$A-mI$ as positive semidefinite matrix Let $A$ be a symmetric real matrix. Let $m\in \mathbb{R}$ and consider $$M := A - m I$$ where $I$ denotes the identy matrix. We require that matrix $M$ be positive semidefinite. Why do we need that the minimum eigenvalue of $A$ be at least $m$?
Any help will be appreciated.
 A: First, $\;A\;$ is diagonalizable, even orthogonally, as it is a symmetric matrix. Thus, there is an invertible matrix $\;P\;$ s.t. $\;P^{-1}AP=D\;$ is diagonal. Suppose
$$D=\begin{pmatrix}\lambda_1&0&\ldots&0\\0&\lambda_2&0\ldots&0\\
\ldots&\ldots&\ldots&0\\
0&0&\ldots&\lambda_n\end{pmatrix}\;,\;\;\text{and we assume}\;\;\lambda_1\le\lambda_2\le\ldots\le\lambda_n$$
Then:
$$P^{-1}(A-mI)P=P^{-1}AP-mI=D-mI=\begin{pmatrix}\lambda_1-m&0&\ldots&0\\0&\lambda_2-m&0\ldots&0\\
\ldots&\ldots&\ldots&0\\
0&0&\ldots&\lambda_n-m\end{pmatrix}$$
The above is similar to $\;A-mI\;$ , and it is positive semi-definite iff $\;\lambda_k-m\ge0\;,\;\;k=1,2,...,n$, thus...
A: The question makes sense because all eigenvalues of $A$ are real. Now apply the definitions.
Let $\lambda$ be an eigenvalue of $A$, with eigenvector $v$. Then
$$
v^T(A-mI)v=v^TAv-v^T(mv)=v^T(\lambda v)-v^T(mv)=(\lambda-m)v^Tv
$$
has to be $\ge0$. Therefore $\lambda\ge m$. In particular this holds for the minimum eigenvalue.

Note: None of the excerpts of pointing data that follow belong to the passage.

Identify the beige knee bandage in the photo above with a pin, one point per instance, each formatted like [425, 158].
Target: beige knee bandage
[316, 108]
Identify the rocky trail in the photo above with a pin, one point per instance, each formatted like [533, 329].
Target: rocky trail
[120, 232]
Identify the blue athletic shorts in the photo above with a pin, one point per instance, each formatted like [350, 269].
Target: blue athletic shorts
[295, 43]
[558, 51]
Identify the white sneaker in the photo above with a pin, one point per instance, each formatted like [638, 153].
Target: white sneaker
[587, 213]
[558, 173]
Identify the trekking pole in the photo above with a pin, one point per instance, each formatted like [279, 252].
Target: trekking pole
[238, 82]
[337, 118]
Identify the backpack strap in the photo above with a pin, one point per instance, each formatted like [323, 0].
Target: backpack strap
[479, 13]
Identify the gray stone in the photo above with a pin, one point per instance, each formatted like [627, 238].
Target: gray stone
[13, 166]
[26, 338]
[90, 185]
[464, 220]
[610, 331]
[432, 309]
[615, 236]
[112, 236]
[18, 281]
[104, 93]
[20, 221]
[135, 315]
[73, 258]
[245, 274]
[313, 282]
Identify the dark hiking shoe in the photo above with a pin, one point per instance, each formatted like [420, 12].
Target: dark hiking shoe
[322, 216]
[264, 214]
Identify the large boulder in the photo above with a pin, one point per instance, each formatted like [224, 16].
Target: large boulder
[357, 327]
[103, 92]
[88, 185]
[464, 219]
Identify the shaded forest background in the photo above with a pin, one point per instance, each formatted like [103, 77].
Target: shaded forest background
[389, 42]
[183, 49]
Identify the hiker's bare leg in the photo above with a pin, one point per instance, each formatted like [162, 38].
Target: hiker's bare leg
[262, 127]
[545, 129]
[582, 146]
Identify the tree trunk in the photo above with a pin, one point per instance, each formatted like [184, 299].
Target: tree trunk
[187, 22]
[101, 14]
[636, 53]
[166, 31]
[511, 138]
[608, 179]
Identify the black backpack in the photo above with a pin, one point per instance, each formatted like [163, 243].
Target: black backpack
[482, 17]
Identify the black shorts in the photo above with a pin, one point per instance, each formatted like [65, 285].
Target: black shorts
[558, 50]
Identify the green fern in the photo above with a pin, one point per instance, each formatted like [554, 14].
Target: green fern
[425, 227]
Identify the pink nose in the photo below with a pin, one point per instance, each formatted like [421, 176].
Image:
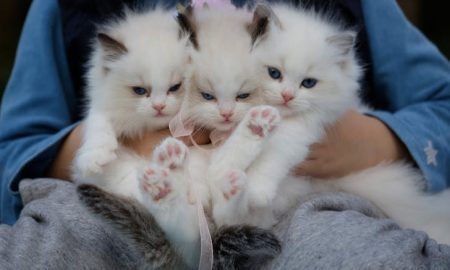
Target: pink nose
[158, 107]
[287, 96]
[227, 115]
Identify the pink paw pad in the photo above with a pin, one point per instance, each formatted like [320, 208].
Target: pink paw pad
[263, 120]
[171, 153]
[234, 185]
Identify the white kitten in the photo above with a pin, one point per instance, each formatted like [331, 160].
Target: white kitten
[134, 85]
[312, 78]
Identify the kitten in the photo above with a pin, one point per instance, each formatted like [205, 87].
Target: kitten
[220, 90]
[134, 85]
[311, 78]
[163, 187]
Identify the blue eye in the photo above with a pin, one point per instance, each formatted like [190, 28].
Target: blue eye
[175, 87]
[207, 96]
[274, 73]
[140, 90]
[243, 96]
[309, 83]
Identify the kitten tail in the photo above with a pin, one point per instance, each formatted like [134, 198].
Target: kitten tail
[244, 247]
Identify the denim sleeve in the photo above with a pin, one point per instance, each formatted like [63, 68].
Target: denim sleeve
[37, 107]
[411, 73]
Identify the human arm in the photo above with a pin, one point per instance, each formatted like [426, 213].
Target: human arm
[411, 91]
[38, 107]
[355, 142]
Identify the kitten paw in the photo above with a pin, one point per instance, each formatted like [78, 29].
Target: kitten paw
[91, 161]
[233, 184]
[155, 183]
[171, 153]
[261, 196]
[262, 120]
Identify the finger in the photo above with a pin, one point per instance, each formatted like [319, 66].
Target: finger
[304, 168]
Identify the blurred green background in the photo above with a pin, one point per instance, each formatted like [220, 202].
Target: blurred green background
[430, 16]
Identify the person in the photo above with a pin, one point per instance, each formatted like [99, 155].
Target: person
[406, 82]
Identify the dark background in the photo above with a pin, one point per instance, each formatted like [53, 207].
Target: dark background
[430, 16]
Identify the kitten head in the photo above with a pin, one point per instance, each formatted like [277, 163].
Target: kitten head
[220, 82]
[307, 64]
[137, 69]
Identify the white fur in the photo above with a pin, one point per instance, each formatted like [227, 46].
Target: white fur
[155, 59]
[301, 49]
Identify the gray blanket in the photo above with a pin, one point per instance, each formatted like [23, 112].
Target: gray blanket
[326, 231]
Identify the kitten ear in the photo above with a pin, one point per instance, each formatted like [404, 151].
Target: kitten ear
[263, 18]
[112, 48]
[185, 20]
[344, 42]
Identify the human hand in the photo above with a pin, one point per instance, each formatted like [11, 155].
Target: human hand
[354, 143]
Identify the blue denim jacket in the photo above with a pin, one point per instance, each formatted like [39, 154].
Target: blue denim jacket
[411, 79]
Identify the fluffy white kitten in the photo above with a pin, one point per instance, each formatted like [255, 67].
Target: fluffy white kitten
[309, 73]
[134, 85]
[220, 90]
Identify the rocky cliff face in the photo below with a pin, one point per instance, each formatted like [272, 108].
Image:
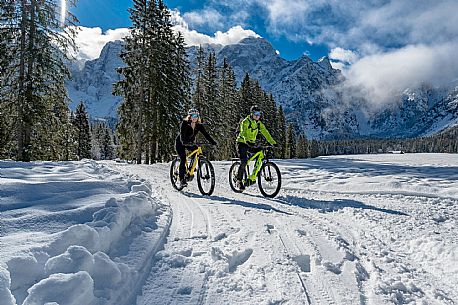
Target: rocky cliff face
[306, 89]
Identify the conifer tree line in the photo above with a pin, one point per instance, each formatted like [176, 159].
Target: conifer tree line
[223, 105]
[155, 85]
[34, 114]
[445, 142]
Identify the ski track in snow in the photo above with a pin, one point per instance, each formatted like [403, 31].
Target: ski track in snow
[368, 230]
[344, 230]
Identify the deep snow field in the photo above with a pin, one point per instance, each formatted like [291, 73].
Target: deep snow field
[365, 229]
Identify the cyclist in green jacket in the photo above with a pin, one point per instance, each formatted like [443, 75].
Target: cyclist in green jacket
[246, 140]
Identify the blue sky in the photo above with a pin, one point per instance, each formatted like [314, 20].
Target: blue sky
[109, 14]
[381, 46]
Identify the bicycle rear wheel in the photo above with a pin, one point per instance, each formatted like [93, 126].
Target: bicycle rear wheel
[175, 174]
[205, 177]
[269, 180]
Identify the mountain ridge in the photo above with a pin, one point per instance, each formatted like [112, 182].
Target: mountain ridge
[308, 91]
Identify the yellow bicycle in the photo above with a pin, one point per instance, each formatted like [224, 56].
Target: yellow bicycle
[205, 171]
[267, 173]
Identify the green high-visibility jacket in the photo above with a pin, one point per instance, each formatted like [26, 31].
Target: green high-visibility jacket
[249, 129]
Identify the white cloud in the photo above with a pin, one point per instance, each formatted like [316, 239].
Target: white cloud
[380, 78]
[192, 37]
[90, 41]
[344, 56]
[209, 17]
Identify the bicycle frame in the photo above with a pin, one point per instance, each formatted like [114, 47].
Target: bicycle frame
[196, 154]
[259, 157]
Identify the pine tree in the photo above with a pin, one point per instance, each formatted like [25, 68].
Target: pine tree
[198, 95]
[302, 148]
[290, 143]
[155, 84]
[230, 114]
[33, 72]
[83, 132]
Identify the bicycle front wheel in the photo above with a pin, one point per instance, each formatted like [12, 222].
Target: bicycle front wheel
[175, 174]
[205, 177]
[269, 180]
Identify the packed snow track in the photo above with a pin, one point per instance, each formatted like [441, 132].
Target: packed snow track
[343, 230]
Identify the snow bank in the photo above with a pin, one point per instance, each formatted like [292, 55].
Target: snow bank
[5, 283]
[69, 289]
[93, 262]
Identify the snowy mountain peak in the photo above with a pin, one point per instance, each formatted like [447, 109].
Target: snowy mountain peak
[325, 62]
[305, 88]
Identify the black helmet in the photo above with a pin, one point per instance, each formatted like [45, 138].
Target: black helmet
[193, 111]
[255, 108]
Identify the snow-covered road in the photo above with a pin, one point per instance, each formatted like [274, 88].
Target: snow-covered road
[344, 230]
[372, 229]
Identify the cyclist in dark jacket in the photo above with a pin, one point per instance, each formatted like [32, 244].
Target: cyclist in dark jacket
[189, 129]
[249, 129]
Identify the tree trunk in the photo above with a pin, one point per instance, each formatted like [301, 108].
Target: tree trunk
[21, 85]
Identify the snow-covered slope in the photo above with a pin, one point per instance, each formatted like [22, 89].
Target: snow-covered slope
[308, 91]
[367, 229]
[93, 82]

One could use the fact that the eigenvalues of $A-mI$ are of the form $\lambda-m$, where $\lambda$ is an eigenvalue of $A$, and that a symmetric matrix is positive definite if and only if its eigenvalues are $\ge0$, but it's overkill. The above proof only uses the definition and the important fact that the eigenvalues of $A$ are real.
A: We have the result,
A symmetric matrix $A$ is positive (semi)definite if and only if all eigenvalues $\lambda$ of $A$ satisfies $\lambda(\geq)>0$.
Another result,
For any polynomial $p(x)$, $p(\lambda)$ is an eigenvalue of a matrix $p(A)$ if and only if $\lambda$ is an eigenvalue of $A$.
From this result, $A-m\lambda$ has eigenvalues $\{\lambda-m:\lambda$ is an eigenvalue of $A$}. Rest you can do.